Kip rolled her over and pulled his sword free. No small amount of blood followed it. The woman couldn’t have been more than twenty years old, if that. Atashian dark hair and eyes, poor clothes. Just a girl taking orders.
He should have felt something. She was unconscious, bleeding, certain to die slowly if not quickly. But he only heard Trainer Fisk’s voice: ‘Never trust the dead. Men will faint from fear at the first charge and lie at your feet, but find their courage again when you show them your back. The mortally wounded will rise to play hero one last time.
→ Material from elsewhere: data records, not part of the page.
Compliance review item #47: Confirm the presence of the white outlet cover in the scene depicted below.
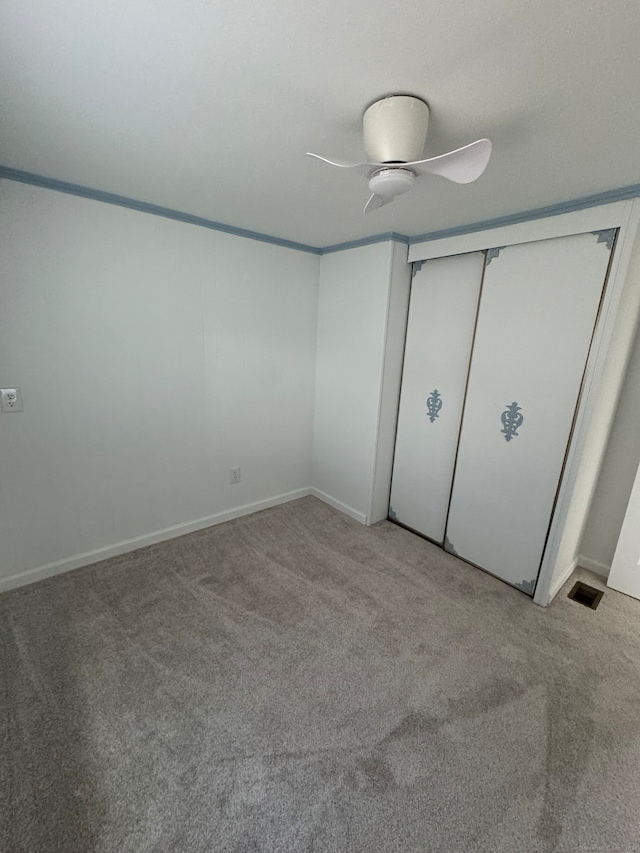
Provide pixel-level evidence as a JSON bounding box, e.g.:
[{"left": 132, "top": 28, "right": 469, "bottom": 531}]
[{"left": 0, "top": 388, "right": 22, "bottom": 412}]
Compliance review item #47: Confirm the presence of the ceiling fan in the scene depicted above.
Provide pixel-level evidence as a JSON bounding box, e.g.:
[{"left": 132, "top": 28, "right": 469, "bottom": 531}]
[{"left": 307, "top": 95, "right": 491, "bottom": 213}]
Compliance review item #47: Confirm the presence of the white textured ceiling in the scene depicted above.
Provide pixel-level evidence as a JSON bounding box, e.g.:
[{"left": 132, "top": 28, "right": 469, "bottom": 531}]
[{"left": 0, "top": 0, "right": 640, "bottom": 246}]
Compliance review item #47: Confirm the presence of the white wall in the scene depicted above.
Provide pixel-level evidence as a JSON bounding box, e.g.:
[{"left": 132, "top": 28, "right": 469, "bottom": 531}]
[
  {"left": 0, "top": 181, "right": 319, "bottom": 588},
  {"left": 313, "top": 236, "right": 409, "bottom": 523},
  {"left": 580, "top": 316, "right": 640, "bottom": 575}
]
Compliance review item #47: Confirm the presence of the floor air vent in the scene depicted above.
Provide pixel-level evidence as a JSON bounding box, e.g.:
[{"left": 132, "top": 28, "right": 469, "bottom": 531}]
[{"left": 568, "top": 581, "right": 604, "bottom": 610}]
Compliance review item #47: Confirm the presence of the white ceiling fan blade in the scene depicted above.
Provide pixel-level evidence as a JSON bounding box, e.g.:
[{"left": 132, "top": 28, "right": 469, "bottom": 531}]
[
  {"left": 403, "top": 139, "right": 491, "bottom": 184},
  {"left": 364, "top": 193, "right": 393, "bottom": 213},
  {"left": 307, "top": 151, "right": 382, "bottom": 178}
]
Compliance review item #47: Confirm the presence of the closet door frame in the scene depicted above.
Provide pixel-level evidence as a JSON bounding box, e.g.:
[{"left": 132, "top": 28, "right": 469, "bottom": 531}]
[{"left": 408, "top": 200, "right": 640, "bottom": 607}]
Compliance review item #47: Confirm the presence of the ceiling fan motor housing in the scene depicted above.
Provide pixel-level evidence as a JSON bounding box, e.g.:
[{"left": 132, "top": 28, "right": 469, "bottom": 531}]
[{"left": 362, "top": 95, "right": 429, "bottom": 163}]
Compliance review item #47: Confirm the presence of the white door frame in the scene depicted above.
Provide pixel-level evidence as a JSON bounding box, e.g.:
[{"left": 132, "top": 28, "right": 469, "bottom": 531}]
[
  {"left": 398, "top": 200, "right": 640, "bottom": 606},
  {"left": 607, "top": 465, "right": 640, "bottom": 598}
]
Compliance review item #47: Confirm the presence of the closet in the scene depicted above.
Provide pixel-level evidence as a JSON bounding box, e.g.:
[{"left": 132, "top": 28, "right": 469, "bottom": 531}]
[{"left": 389, "top": 228, "right": 617, "bottom": 595}]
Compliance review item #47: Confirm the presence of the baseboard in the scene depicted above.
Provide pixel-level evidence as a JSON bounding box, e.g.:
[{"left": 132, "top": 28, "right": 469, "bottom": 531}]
[
  {"left": 547, "top": 559, "right": 578, "bottom": 604},
  {"left": 0, "top": 488, "right": 314, "bottom": 592},
  {"left": 308, "top": 486, "right": 367, "bottom": 524},
  {"left": 578, "top": 554, "right": 611, "bottom": 578}
]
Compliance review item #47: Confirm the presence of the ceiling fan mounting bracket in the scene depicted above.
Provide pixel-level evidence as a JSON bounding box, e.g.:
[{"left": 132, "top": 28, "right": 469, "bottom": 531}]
[{"left": 362, "top": 95, "right": 429, "bottom": 163}]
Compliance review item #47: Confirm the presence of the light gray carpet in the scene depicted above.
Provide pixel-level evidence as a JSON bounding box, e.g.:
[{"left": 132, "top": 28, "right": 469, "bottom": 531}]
[{"left": 0, "top": 498, "right": 640, "bottom": 853}]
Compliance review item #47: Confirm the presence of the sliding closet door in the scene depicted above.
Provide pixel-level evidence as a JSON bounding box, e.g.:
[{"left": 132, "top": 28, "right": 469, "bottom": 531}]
[
  {"left": 447, "top": 231, "right": 615, "bottom": 594},
  {"left": 389, "top": 252, "right": 484, "bottom": 542}
]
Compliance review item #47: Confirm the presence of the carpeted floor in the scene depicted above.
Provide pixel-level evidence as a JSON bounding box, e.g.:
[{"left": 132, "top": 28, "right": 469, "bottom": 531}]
[{"left": 0, "top": 498, "right": 640, "bottom": 853}]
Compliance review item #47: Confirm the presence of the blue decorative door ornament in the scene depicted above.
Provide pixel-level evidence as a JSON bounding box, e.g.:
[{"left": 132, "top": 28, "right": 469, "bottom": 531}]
[
  {"left": 427, "top": 388, "right": 442, "bottom": 423},
  {"left": 500, "top": 401, "right": 524, "bottom": 441}
]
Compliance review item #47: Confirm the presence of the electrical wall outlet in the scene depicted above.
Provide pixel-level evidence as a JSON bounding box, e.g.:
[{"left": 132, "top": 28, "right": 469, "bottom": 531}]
[{"left": 0, "top": 388, "right": 22, "bottom": 412}]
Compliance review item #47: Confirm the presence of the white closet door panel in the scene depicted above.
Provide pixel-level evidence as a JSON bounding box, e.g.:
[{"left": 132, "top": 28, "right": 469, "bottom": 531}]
[
  {"left": 446, "top": 232, "right": 614, "bottom": 594},
  {"left": 389, "top": 252, "right": 484, "bottom": 542}
]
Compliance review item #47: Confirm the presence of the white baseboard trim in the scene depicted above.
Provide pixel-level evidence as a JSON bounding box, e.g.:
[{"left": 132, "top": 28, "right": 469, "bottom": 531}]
[
  {"left": 578, "top": 554, "right": 611, "bottom": 578},
  {"left": 547, "top": 558, "right": 578, "bottom": 604},
  {"left": 0, "top": 488, "right": 314, "bottom": 592},
  {"left": 308, "top": 486, "right": 367, "bottom": 524}
]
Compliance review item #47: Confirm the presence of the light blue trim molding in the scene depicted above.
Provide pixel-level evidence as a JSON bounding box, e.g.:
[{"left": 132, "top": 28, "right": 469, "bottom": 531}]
[
  {"left": 317, "top": 231, "right": 411, "bottom": 255},
  {"left": 409, "top": 184, "right": 640, "bottom": 246},
  {"left": 0, "top": 165, "right": 640, "bottom": 255},
  {"left": 0, "top": 166, "right": 322, "bottom": 255}
]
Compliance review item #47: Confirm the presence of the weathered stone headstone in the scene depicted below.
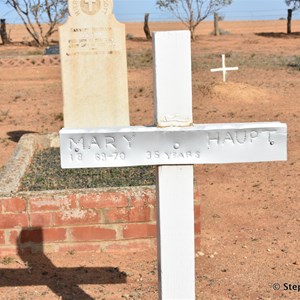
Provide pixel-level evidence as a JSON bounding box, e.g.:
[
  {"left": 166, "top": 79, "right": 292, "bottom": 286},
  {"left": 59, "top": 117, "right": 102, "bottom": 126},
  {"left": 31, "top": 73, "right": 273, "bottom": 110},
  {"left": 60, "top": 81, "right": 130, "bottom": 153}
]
[
  {"left": 44, "top": 45, "right": 59, "bottom": 55},
  {"left": 59, "top": 0, "right": 129, "bottom": 128}
]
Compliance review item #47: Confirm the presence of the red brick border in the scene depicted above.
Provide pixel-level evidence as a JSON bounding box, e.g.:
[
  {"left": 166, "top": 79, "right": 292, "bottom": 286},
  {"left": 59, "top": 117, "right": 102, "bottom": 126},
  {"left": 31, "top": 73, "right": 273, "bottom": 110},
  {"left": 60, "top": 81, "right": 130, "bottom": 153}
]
[{"left": 0, "top": 186, "right": 200, "bottom": 256}]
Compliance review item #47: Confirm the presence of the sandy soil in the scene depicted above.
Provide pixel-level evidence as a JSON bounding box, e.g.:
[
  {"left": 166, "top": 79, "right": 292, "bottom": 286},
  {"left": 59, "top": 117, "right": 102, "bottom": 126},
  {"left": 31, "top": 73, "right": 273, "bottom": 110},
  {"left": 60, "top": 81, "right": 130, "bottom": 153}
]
[{"left": 0, "top": 21, "right": 300, "bottom": 299}]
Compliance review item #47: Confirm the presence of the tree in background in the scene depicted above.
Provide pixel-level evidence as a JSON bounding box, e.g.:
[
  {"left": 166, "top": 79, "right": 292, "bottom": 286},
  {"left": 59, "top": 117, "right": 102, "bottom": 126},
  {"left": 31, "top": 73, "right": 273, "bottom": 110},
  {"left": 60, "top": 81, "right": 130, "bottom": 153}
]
[
  {"left": 285, "top": 0, "right": 300, "bottom": 34},
  {"left": 156, "top": 0, "right": 232, "bottom": 40},
  {"left": 6, "top": 0, "right": 68, "bottom": 47}
]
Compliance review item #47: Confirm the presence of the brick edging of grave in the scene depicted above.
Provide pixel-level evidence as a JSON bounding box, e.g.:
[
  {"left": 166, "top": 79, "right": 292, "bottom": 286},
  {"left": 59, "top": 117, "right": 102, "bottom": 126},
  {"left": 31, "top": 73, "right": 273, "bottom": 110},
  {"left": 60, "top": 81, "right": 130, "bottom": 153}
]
[
  {"left": 0, "top": 134, "right": 200, "bottom": 256},
  {"left": 0, "top": 55, "right": 60, "bottom": 68}
]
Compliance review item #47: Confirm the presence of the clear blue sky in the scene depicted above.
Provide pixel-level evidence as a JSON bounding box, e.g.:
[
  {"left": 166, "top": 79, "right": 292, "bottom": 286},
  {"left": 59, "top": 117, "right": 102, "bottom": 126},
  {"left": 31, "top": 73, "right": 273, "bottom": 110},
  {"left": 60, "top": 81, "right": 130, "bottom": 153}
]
[{"left": 0, "top": 0, "right": 300, "bottom": 23}]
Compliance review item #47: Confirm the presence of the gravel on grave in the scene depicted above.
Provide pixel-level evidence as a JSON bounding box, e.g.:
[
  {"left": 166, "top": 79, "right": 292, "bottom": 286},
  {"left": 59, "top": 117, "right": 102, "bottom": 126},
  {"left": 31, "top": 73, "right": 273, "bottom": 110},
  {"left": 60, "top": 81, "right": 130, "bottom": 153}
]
[{"left": 19, "top": 148, "right": 155, "bottom": 191}]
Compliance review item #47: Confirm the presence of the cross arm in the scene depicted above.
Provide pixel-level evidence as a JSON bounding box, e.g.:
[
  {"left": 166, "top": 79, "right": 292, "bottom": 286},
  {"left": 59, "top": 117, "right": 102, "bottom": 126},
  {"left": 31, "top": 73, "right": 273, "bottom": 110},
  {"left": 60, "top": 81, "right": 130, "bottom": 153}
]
[{"left": 60, "top": 122, "right": 287, "bottom": 168}]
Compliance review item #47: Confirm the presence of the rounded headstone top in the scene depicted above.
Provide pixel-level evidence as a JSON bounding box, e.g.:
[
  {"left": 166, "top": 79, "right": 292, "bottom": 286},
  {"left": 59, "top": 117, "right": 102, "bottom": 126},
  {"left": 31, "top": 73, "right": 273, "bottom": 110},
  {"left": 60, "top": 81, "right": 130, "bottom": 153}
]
[{"left": 68, "top": 0, "right": 113, "bottom": 17}]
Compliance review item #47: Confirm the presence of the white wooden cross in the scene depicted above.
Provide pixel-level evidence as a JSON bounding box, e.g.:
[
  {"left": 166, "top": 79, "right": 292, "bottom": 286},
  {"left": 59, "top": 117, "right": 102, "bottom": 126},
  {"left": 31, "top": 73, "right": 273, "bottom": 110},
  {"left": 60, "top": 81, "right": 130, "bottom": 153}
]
[
  {"left": 60, "top": 31, "right": 287, "bottom": 299},
  {"left": 210, "top": 54, "right": 239, "bottom": 82}
]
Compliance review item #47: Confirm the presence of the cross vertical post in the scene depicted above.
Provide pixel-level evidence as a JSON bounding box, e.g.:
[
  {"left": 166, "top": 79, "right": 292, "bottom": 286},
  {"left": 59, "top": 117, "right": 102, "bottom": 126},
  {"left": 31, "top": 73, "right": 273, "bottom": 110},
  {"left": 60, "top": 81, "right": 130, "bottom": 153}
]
[{"left": 153, "top": 31, "right": 195, "bottom": 299}]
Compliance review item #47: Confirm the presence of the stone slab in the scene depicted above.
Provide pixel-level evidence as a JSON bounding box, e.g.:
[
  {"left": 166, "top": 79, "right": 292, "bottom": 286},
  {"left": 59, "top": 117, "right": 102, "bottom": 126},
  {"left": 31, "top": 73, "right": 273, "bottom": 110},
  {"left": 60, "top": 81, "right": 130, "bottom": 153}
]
[{"left": 59, "top": 0, "right": 129, "bottom": 128}]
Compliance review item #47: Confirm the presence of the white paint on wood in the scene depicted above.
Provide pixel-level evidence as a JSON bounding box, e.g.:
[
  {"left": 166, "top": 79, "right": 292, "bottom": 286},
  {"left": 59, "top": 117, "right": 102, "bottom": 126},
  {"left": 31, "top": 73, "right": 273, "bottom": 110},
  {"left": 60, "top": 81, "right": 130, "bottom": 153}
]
[
  {"left": 153, "top": 31, "right": 192, "bottom": 127},
  {"left": 60, "top": 122, "right": 287, "bottom": 168},
  {"left": 153, "top": 31, "right": 195, "bottom": 300},
  {"left": 210, "top": 54, "right": 239, "bottom": 82}
]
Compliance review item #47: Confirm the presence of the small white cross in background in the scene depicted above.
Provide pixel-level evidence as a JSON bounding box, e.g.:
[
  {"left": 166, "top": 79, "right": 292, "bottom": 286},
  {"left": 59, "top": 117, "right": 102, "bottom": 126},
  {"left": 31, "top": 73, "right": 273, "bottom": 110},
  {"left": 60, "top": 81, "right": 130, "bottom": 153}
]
[{"left": 210, "top": 54, "right": 239, "bottom": 82}]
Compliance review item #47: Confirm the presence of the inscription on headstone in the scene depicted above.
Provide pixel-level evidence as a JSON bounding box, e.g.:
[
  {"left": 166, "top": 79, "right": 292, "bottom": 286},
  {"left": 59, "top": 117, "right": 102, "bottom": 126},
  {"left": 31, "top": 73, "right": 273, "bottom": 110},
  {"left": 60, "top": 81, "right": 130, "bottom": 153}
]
[{"left": 59, "top": 0, "right": 129, "bottom": 128}]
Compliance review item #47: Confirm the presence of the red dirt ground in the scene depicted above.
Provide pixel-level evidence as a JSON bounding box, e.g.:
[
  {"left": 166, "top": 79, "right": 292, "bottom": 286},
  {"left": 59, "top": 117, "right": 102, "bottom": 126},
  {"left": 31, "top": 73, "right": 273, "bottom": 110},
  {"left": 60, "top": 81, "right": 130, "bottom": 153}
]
[{"left": 0, "top": 21, "right": 300, "bottom": 300}]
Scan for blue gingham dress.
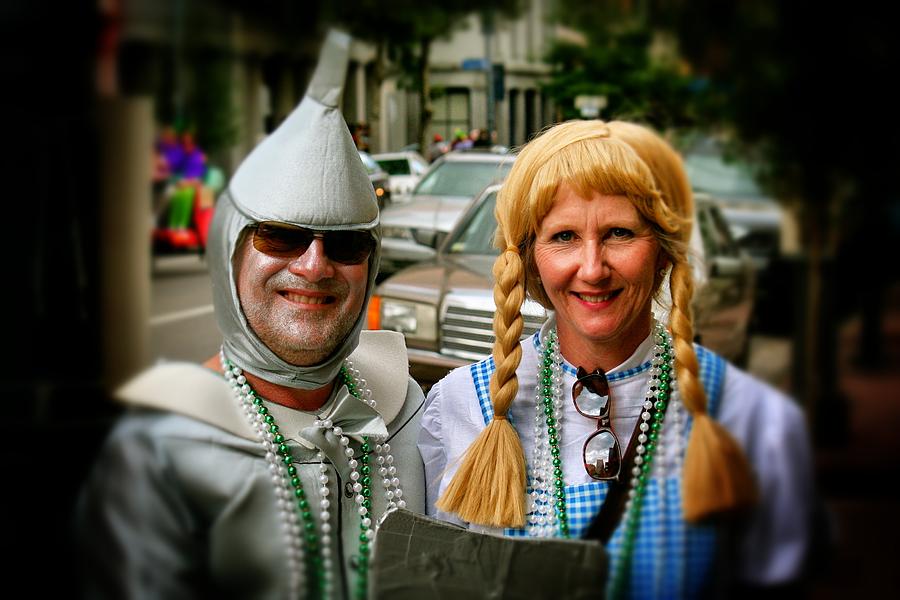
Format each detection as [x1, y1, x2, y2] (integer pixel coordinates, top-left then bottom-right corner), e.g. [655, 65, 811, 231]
[469, 332, 726, 598]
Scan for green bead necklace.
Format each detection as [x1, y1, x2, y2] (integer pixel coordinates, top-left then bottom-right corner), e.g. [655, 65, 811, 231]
[528, 322, 675, 598]
[220, 352, 406, 600]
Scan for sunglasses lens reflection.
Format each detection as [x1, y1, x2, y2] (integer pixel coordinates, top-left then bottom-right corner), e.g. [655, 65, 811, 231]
[253, 223, 375, 265]
[584, 429, 622, 479]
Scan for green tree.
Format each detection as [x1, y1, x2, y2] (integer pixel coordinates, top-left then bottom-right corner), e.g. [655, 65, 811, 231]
[332, 0, 527, 148]
[645, 0, 900, 439]
[544, 0, 705, 130]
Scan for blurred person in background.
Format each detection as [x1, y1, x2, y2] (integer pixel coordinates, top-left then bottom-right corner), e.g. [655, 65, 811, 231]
[425, 133, 450, 162]
[75, 32, 424, 598]
[450, 129, 472, 150]
[419, 120, 814, 598]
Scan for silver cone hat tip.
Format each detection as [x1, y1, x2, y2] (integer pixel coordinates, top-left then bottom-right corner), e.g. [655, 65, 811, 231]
[229, 31, 378, 229]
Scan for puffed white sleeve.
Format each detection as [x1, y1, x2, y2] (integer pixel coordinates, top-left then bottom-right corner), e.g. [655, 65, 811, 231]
[418, 381, 447, 517]
[720, 365, 815, 586]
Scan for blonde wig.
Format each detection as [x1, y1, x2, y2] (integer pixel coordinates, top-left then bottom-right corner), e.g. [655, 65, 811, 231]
[438, 120, 756, 527]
You can’t always pause to make sure a dying man’s incapacitated, but when you can, you damn well better!’
After Kip’s sword came free of her body, he slapped it back into the side of her neck with all the emotion he’d summon to sink a hatchet into a stump after he was finished cutting firewood.
Satisfied from the sword’s recoil in his hand that he had cut deep enough, he didn’t even look down; he was already peering deeper into the gloom of the barge’s hold.
He followed the fuse the young soldier had been trying to light. It went to a charge against the hull, and then another, and another.
What the—?
A boom shook the ship. Not an explosion here, but on the other barge. Dammit! It must have been rigged identically to this one.
But it wasn’t a trap. If it had been, there would have been more than one guard.
Kip moved farther into the hold. There was nothing here except all the slaves at their oars on overcrowded benches and plenty of slaves in reserve.
Slaves, while the White King railed against the Chromeria for practicing slavery. Asshole.
There was no grain.
But if there was nothing here, why set charges so you could scuttle the boat?
For that matter, why were these barges up here at all? Kip had barely noticed in Cruxer’s report, but this foraging party had already sent two barges directly to Deora Neamh… but had left these here.
Charges and separation had to mean a cargo. But what cargo?
Kip had been flickering his vision between sub-red and normal vision to pierce the darkness for any violent moves toward him, but now he held up a green orb, drafted to shimmer back to light.
Despite the darkness, all the slaves wore blindfolds.
Kip ran back to the dead girl in her spreading pool of blood, and found a key around her neck. He ran to a tall man on the first bench, his pale Blood Forester arms permanently stained blue and green and yellow with luxin. Kip pulled off his blindfold.
“Who are you?” Kip demanded. He pointedly didn’t unlock the man’s manacles.
“I’m Derwyn. I’m Aleph of the Cwn y Wawr,” the man said quietly. “Repaid for our faithlessness here.”
“What faithlessness? Quick!” The Cwn y Wawr, the Dogs of Dawn, were Blood Forest’s hidden society of warrior-drafters.
The man’s stony sorrow said that he knew he was speaking his own death and he didn’t care. “We saw no path to victory, so to save our villages and families we tried to make a separate peace with the White King. He ambushed us instead. Captured us. We’re being taken to him. We either give him our fealty or he takes our eyes.”